Dáil debates

Wednesday, 24 March 2021

Family Leave and Miscellaneous Provisions Bill 2021 [Seanad]: Second Stage

 

5:25 pm

Photo of Jennifer Murnane O'ConnorJennifer Murnane O'Connor (Carlow-Kilkenny, Fianna Fail) | Oireachtas source

I want to support the Bill. It is important.

Just this week, Chambers Ireland and UNICEF Ireland issued a call to action for more family friendly workplaces. They launched a guide adapted from a document released by the International Chamber of Commerce and UNICEF which includes measures that business leaders can take to achieve short and long-term positive impacts in the workplace. In the guide they state that by giving working parents the time, information, services and resources that they need to cope with crisis, family friendly policies and practices can make a critical difference and also make an important contribution to wider social protection.

The Bill proposes, among other things, to increase the duration of parent's leave, as well as the associated entitlement to parental benefit, from two to five weeks to enable couples who have jointly adopted to choose which member of the couple avails of adoptive leave. These are very welcome measures. We all deserve to be able to care for ourselves or our loved ones at a time when they need us.

Across the House we all agree that we need to strive for a better work-life balance. The Government promised in the programme for Government that parent's leave would be increased from two to five weeks, to be taken in the first 24 months of a child's life, increasing from 12 months from the time of the child's birth or placement with parents in the case of adoption. This is the Government's commitment to delivery. I agree with the committee's recommendations on the Bill.

I have raised the importance of work-life balance. There is no doubt that Covid-19 has been a struggle. However, if we can take some positives from it, we have seen how much better working from home has been for so many families.

Home school has been a challenge but the bonds families have developed will last forever. There is no reason we cannot keep business going and provide employees who are parents with time to focus on health and family and there is no reason this attitude cannot apply beyond pandemic times. There should be work-life balance in all workplaces, not only where people work from home. Many retail, manufacturing, warehouse and delivery staff cannot work from home. Many in non-essential retail and hospitality have lost their jobs and incomes and their experience has not been positive.
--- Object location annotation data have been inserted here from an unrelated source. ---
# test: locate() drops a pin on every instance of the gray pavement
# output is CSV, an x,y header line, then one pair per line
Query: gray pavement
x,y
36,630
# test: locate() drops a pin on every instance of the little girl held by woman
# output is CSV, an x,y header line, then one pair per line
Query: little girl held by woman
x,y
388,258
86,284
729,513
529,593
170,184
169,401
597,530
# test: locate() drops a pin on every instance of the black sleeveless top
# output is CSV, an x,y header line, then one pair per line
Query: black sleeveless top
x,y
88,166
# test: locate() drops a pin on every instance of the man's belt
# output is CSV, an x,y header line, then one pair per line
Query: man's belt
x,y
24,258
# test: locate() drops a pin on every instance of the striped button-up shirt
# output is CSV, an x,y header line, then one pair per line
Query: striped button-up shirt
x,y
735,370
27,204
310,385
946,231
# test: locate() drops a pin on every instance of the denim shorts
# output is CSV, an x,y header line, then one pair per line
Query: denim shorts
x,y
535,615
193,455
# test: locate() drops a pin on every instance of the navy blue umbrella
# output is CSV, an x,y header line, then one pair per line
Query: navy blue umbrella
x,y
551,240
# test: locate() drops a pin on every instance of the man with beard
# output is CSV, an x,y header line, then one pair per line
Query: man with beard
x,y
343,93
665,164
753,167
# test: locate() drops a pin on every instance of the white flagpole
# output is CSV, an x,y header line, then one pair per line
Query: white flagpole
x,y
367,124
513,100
In other countries such as Finland, Sweden, Norway, Iceland and Demark, where gender equality has been on the political agenda for many decades, there are father-friendly leave policies, the countries in question are father-care sensitive, and there are high levels of compensation for loss of earnings. These countries apply a leave quota on a use it or lose it principle, which is paternity leave of nine weeks until the child's second birthday. This comprises post-birth leave of three weeks, which runs simultaneously with the mother's leave, and paternity leave of six weeks, both of which have high compensation for loss of earnings. Swedish parents have a verb, to vabba, which describes being at home temporarily on 80% pay to look after sick children. This benefit is available until children reach 12 years. They are doing more and we need to do more.

We need a plan to make more father-friendly policies and increase incentives to encourage more fathers to take up parental leave. We also need to do more for one-parent families, and while the measures for adoptive families are welcome, we have to provide more supports for single parents. These are, in the main women, and they find it very difficult to maintain full-time jobs and arrange childcare.